Thursday, August 26, 2021

Lucas County meets J. Ellen Foster

This is Judith Ellen Foster (1840-1910), of Clinton, generally believed to be the first woman to actually practice law in the courts of Iowa (although not the first Iowa woman admitted to the bar). Admitted in 1872, she also became in 1875 the fourth woman admitted to practice before the Iowa Supreme Court.

But it was in her role as a crusader for the temperance movement that she became widely known across the state --- promoting the idea (eventually embedded in the failed 18th Amendment to the U.S. Constitution ratified during 1919 --- and repealed in 1933) that many of society's woes would vanish if the manufacture, transportation and sale of intoxicating beverages were banned.

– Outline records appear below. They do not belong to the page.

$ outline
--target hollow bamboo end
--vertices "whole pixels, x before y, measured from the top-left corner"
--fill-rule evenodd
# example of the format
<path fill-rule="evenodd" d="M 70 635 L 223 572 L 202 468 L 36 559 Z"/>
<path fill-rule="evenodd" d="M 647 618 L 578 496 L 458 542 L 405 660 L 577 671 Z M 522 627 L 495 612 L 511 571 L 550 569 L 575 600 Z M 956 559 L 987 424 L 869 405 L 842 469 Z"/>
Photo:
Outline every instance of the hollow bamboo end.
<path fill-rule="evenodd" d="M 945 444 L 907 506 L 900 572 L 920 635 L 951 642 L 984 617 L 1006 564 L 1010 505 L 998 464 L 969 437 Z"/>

It was that crusade that brought her to Chariton during August of 1877 for two public appearances, one in the courtroom of the courthouse and the other at a temporary building called the tabernacle where Methodist revival meetings were in progress.

Representatives of both Chariton newspapers --- The Leader (politically Democrat) and The Patriot (politically Republican) --- attended, and their reports were quite different, reflecting their partisan positions. Here's The Leader report from its edition of August 18:


"Many who attended the lecture of Mrs. J. Ellen Foster at the courthouse on Thursday night left in disgust. The lecture consisted almost entirely of bloody shirt oration, with a few allusions to the cause of temperance and saloons. The next time Mrs. Foster starts out in the interest of Morton and his followers she will gain reputation by staying at home; at least she will not lose what little she has got, but may possibly make it up in notoriety."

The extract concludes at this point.